Eulero è ampiamente considerato probabilmente il contributore più prolifico negli annali della matematica e della scienza, ed è riconosciuto come il matematico preminente del XVIII secolo. La sua vasta opera, comprendente 866 pubblicazioni e la sua vasta corrispondenza, fu raccolta nell'Opera Omnia Leonhard Euler. Postumo, diversi eminenti matematici riconobbero il suo profondo significato nella disciplina: Pierre-Simon Laplace dichiarò notoriamente: "Leggi Eulero, leggi Eulero, è il maestro di tutti noi"; allo stesso modo, Carl Friedrich Gauss affermò: "Lo studio delle opere di Eulero rimarrà la migliore scuola per i diversi campi della matematica, e nient'altro potrà sostituirlo."

Primi anni

Nato a Basilea il 15 aprile 1707, Leonhard Euler era il figlio di Paolo III Euler, un pastore della Chiesa riformata, e Marguerite (nata Brucker), il cui lignaggio comprendeva diversi eminenti studiosi classici. Essendo il maggiore di quattro figli, aveva due sorelle più giovani, Anna Maria e Maria Magdalena, e un fratello minore, Johann Heinrich. Poco dopo la nascita di Eulero, la sua famiglia si trasferì da Basilea a Riehen, in Svizzera, dove suo padre divenne pastore della chiesa locale e Leonhard trascorse la maggior parte della sua infanzia.

La prima educazione matematica di Eulero fu impartita da suo padre, che aveva precedentemente studiato con Jacob Bernoulli all'Università di Basilea. All'età di circa otto anni Eulero si trasferì a casa della nonna materna e si iscrisse alla scuola di latino a Basilea. Allo stesso tempo, ricevette un'istruzione privata da Johannes Burckhardt, un giovane teologo con un profondo interesse per la matematica.
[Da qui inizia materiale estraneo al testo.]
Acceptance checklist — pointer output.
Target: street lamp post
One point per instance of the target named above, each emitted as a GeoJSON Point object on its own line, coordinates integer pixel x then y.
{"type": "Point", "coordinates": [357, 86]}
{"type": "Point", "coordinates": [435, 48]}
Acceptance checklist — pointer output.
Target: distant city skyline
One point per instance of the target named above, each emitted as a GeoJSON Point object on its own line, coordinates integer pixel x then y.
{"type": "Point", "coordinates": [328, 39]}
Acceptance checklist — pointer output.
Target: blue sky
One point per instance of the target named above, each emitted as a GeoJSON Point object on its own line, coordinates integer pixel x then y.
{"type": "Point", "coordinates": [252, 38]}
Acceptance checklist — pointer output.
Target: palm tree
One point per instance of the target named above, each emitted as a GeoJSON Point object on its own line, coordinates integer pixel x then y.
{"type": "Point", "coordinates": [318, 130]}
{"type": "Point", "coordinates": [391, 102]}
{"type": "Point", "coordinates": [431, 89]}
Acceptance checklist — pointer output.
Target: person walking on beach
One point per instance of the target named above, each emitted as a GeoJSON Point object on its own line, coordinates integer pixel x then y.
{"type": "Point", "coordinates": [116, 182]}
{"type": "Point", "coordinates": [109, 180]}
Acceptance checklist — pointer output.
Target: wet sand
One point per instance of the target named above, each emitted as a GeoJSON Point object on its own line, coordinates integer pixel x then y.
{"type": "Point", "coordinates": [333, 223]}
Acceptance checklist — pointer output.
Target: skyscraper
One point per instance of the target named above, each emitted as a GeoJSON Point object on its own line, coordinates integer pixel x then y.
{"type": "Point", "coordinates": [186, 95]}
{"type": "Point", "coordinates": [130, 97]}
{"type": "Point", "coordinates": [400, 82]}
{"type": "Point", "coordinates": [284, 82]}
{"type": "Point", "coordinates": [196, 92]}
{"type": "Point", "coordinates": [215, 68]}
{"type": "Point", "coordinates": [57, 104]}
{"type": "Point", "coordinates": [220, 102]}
Nel 1720, all'età di tredici anni, Eulero si iscrisse all'Università di Basilea, un'iscrizione anticipata non insolita per l'epoca. Il suo corso di matematica elementare fu tenuto da Johann Bernoulli, il fratello minore del defunto Jacob Bernoulli, che in precedenza aveva istruito il padre di Eulero. Johann Bernoulli ed Eulero svilupparono successivamente una conoscenza più stretta, ed Eulero raccontò in seguito nella sua autobiografia:

Il celebre professore Johann Bernoulli [...] trovò particolare soddisfazione nel guidare il mio progresso nelle scienze matematiche. Tuttavia ha rifiutato le lezioni private, citando il suo fitto programma. Tuttavia, mi ha fornito un consiglio molto più utile: procurarmi in modo indipendente e lavorare diligentemente su libri di matematica più impegnativi. Se avessi incontrato obiezioni o difficoltà, mi ha offerto libero accesso ogni sabato pomeriggio, commentando con gentilezza i problemi raccolti. Questo approccio ha prodotto un vantaggio così desiderato che, dopo aver risolto un'obiezione, altre dieci sono state immediatamente dissipate, il che è certamente il metodo ottimale per ottenere progressi di successo nelle scienze matematiche.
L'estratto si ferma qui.